De te testen ruiten brengen het grootste gedeelte van de testperiode door in een klimaatkamer, waar veroudering wordt gesimuleerd door ze in een versneld tempo op basis van temperatuurveranderingen een soort van pompbewegingen te laten maken, die het uitzetten en krimpen van de ruit nabootsen.
Henk van Ginkel is bij TÜV Rheinland als ‘local stream manager industrial’ onder meer verantwoordelijk voor het testen en certifi ceren van glasproducten. Hij poseert bij een klantspecifieke test, waarbij de invloed van een bepaald soort licht (golflengte, intensiteit) op een nieuw ontwikkelde coating wordt bepaald.
Kennis delen
Met de software is het ook voor derden relatief eenvoudig om het testsysteem te bedienen. Op basis van de interesse van klanten hebben we een aantal jaren geleden besloten om het geautomatiseerde testsysteem ook voor klanten ter beschikking te stellen. Hierbij kunnen we naar wens een configuratie maken met een testraam van bijvoorbeeld vier, zes, tien of twaalf cassettes, en ook voor verschillende groottes.

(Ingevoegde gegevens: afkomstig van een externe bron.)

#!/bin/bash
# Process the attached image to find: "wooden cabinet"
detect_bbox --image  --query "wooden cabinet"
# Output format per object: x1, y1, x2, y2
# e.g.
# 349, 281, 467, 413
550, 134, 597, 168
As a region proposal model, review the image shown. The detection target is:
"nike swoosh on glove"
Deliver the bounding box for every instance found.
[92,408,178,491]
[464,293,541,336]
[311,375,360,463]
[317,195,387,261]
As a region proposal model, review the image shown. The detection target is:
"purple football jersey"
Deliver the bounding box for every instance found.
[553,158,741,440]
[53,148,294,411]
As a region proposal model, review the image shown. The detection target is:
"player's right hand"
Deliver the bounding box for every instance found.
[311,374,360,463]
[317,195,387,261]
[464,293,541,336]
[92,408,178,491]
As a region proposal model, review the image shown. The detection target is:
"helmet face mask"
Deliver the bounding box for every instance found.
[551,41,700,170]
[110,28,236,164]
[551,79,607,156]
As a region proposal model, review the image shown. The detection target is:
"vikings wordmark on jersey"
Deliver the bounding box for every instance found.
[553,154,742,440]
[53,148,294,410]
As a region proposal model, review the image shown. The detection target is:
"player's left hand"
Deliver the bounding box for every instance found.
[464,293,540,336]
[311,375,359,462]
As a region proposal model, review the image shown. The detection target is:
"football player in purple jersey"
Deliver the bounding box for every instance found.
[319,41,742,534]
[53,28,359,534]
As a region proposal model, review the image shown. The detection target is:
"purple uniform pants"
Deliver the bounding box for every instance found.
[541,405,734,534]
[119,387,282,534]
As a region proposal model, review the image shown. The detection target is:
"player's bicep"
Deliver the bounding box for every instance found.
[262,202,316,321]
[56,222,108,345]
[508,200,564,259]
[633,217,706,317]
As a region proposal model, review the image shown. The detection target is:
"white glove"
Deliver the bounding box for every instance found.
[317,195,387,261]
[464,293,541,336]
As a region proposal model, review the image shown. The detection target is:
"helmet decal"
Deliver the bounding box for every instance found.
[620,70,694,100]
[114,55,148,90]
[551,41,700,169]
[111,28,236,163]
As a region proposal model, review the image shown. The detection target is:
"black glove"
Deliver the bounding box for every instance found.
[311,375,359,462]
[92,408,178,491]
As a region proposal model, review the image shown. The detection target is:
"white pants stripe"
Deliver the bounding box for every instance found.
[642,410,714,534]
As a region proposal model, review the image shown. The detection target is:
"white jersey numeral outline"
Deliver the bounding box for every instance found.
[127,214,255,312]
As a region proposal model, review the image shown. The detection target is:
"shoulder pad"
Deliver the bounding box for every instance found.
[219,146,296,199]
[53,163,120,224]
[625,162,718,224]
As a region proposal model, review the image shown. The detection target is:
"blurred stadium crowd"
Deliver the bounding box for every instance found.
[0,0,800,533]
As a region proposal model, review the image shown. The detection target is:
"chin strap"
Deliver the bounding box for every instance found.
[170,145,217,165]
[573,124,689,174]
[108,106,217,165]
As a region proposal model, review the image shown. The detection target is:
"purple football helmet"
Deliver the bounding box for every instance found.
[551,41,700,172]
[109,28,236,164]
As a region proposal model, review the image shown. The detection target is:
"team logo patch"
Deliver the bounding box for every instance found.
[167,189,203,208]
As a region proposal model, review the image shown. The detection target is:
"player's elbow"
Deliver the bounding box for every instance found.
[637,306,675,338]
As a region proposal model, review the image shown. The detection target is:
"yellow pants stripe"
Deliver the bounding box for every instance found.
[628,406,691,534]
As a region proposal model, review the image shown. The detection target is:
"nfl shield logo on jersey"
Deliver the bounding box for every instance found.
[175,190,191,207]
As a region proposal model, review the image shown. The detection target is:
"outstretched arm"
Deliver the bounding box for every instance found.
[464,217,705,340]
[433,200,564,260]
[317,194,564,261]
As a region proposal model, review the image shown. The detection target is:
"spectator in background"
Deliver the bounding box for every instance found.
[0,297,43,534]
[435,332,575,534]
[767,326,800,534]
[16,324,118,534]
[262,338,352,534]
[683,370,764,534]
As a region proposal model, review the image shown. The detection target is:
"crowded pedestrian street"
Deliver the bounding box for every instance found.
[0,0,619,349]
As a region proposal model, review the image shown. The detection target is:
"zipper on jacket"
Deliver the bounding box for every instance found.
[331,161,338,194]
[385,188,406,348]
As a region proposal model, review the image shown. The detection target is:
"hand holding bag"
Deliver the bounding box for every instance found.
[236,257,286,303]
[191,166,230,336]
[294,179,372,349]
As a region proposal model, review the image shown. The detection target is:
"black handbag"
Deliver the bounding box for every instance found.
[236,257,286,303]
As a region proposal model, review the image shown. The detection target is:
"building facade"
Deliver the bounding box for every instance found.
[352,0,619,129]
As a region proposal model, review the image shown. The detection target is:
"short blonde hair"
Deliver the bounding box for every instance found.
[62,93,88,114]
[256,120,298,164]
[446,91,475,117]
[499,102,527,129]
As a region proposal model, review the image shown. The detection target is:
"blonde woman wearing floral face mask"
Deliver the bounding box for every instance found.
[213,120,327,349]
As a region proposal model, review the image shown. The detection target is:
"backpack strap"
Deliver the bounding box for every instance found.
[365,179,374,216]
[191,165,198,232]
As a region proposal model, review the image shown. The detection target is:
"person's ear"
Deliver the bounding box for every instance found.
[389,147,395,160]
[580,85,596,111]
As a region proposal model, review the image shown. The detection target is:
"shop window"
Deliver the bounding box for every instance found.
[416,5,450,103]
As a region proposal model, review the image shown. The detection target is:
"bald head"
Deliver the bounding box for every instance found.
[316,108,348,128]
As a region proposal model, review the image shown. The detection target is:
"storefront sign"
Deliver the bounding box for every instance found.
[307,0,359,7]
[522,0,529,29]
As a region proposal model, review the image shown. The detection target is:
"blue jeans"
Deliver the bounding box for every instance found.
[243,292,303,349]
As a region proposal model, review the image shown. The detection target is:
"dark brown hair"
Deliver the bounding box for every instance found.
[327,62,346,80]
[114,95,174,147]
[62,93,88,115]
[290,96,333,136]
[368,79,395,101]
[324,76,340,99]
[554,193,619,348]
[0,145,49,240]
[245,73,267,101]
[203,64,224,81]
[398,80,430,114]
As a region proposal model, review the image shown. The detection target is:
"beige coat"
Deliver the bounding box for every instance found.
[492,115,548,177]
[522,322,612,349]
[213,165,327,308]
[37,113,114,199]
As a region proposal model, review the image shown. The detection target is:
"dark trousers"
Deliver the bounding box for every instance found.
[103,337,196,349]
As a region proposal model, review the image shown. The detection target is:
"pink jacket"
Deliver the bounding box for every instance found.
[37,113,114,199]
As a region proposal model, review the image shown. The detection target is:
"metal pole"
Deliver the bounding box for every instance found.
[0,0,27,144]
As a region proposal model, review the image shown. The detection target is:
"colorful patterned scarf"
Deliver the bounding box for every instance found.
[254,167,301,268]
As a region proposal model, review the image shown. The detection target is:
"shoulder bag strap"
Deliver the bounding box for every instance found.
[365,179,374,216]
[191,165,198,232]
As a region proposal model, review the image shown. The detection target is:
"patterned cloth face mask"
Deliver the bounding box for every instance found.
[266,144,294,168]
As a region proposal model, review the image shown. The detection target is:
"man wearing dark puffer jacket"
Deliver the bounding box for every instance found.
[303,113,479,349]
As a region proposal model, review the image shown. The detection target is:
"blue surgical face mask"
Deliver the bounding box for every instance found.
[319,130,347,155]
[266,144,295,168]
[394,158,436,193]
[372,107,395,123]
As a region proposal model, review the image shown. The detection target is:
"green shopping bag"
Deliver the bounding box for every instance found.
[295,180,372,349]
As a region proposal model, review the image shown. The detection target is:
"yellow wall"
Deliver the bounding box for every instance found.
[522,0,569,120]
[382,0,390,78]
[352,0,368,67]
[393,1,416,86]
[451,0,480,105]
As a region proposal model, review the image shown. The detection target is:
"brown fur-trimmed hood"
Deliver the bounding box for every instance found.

Wij delen hierbij onze testkennis, zodat ze ook in staat zijn om de analyseresultaten juist te interpreteren.
Deze opzet werkt niet alleen goed voor de klanten die inmiddels zo’n systeem hebben aangeschaft, maar ook voor ons partner laboratorium in China, waar we nu mensen aan het opleiden zijn om glastesten voor TÜV Rheinland te kunnen uitvoeren. Zonder dit geautomatiseerde testproces zou dat een stuk lastiger zijn geweest dan nu!”
Henk van Ginkel is bij TÜV Rheinland als ‘local stream manager industrial’ onder meer verantwoordelijk voor het testen en certificeren van glasproducten. Hij poseert bij een klantspecifieke test, waarbij de invloed van een bepaald soort licht (golflengte, intensiteit) op een nieuw ontwikkelde coating wordt bepaald.
Meer informatie:
TÜV Rheinland
TÜV Rheinland houdt zich in bijna alle landen van de wereld bezig met het testen, inspecteren en certificeren van een breed scala aan producten, processen en systemen. Er werken zo’n 20.000 mensen, waarvan 4.000 in China.
De organisatie is onderverdeeld in zogenaamde ‘business streams’, zoals automotive, industrial, medical, lifecare en ICT. Die streams lopen in alle landen door, dus als werknemer in een bepaald land kan je soms meer te maken met je collega’s in andere landen, dan met je naaste collega’s die voor andere streams werken. De vestiging in Arnhem is de hoofdlocatie van TÜV Rheinland in Nederland, waar in totaal zo’n 100 mensen werken. In Arnhem worden testen uitgevoerd voor onder meer products (textiel en vloeren), medical (rolstoeltesten en bloedglucosemeters), industrial (glas, coatings, EHEDG-pompen, luchtkanalen) en systems (systeemcertificeringen, zoals VCA, ISO9000 en ISO14000).